Forced to trade his valuable furs for a well-educated escaped slave, a rugged trapper vows to recover the pelts from the Indians and later the renegades that killed them.

Trailer

Reviews

  • Wuchak

    6
    By Wuchak
    ***Amusing late 60s Western with Lancaster, Ossie Davis and Savalas*** A rugged trapper (Burt Lancaster) is forced by a band of Kiowas to trade his valuable furs for an educated runaway slave (Ossie Davis). To get the furs back, they follow the Indians and, then, a band of scalphunters, led by a boisterous bald guy (Telly Savalas). Shelley Winters is also on hand. What’s notable about “The Scalphunters” (1968), besides the cast, is that the entire story takes place in the Southwest wilderness. There are no towns, buildings or teepees in sight. But there’s some gorgeous location photography. While there are entertaining comedic bits, don’t expect anything outrageous like “Blazing Saddles” (1974). This is more in the mode of contemporaneous Westerns like “Bandoleros” (1968), “The War Wagon” (1967) and “The Undefeated” (1969). It’s not as great as the first or as good as the second, but it’s about on par with the latter. The film runs 1 hour and 42 minutes and was shot in Arizona (Quartzsite, Parker & Harquahala Mountains) and Mexico (Barranca del Cobre, Chihuahua, Durango & Sierra de Organos). GRADE: B-
  • CinemaSerf

    7
    By CinemaSerf
    If you are looking for an antithesis to so many broody and dialogue-light westerns, then this could well do the trick. “Joe” (Burt Lancaster) is a trapper who is robbed of his winter’s work by some local Indians and left with “Joseph Lee” (Ossie Davis) by way of a trade. He is unsure what he will do with his erudite new travelling companion, but that can wait until he retrieves his furs. Before he gets the chance, though, they are attacked by big “Jim” (Telly Savalas) and his gang of renegade scalp-hunters who can get $25 an head for a scalp! By now, the two in pursuit have developed a bit of a rapport, so the latter man is volunteered to join the thieves in the guise of a recently escaped Indian looking to rejoin his tribe. Unconvinced, they agree to take him along thinking they will sell him, and so now he can set about distracting “Jim” long enough for “Joe” to sneak in and repossess his pelts.

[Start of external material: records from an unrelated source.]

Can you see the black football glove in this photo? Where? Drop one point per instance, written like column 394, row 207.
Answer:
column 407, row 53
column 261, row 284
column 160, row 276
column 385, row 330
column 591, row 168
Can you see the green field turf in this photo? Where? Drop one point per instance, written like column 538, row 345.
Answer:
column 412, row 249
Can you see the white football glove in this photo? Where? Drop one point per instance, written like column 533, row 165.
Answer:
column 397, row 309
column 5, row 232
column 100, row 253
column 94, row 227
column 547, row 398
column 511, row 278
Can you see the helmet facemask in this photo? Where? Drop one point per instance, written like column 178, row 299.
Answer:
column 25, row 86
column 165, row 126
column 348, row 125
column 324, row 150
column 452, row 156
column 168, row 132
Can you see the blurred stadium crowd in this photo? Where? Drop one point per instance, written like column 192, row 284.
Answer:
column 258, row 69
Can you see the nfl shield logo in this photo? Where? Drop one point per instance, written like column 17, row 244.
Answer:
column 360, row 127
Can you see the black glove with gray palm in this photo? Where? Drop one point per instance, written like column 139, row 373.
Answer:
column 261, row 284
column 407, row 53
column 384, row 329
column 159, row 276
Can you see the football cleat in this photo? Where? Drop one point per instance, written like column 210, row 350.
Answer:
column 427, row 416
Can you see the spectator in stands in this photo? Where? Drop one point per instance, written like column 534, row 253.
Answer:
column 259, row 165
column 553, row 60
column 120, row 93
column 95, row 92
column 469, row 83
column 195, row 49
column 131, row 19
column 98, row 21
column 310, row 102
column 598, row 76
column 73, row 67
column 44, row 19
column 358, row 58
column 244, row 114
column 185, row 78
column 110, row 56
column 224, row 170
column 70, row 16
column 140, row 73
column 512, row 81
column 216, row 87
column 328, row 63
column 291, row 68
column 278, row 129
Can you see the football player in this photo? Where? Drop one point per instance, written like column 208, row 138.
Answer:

Well you know that phrase about best laid plans? As they head towards Mexico, it becomes clear that “Kate” (Shelley Winters) is the power behind the throne amongst the marauders and as “Lee” works to indulge some of her more feminine pleasures and “Joe” comes up with all sorts of schemes to discombobulate the rest of them, what chance they can stay alive long enough to get his mule back? Though Lancaster is confidently entertaining here, I thought it was Davis who really owned his role - delivering some wise-cracking dialogue that offers thinly veiled comment on issues around race and status whilst also playing well with a Winters who rarely settled for a damsel in distress role in these films. She, in turn, gels well with a charismatic Savalas to leave us with a solid, well paced and very gently satiric story of mules with two and four legs.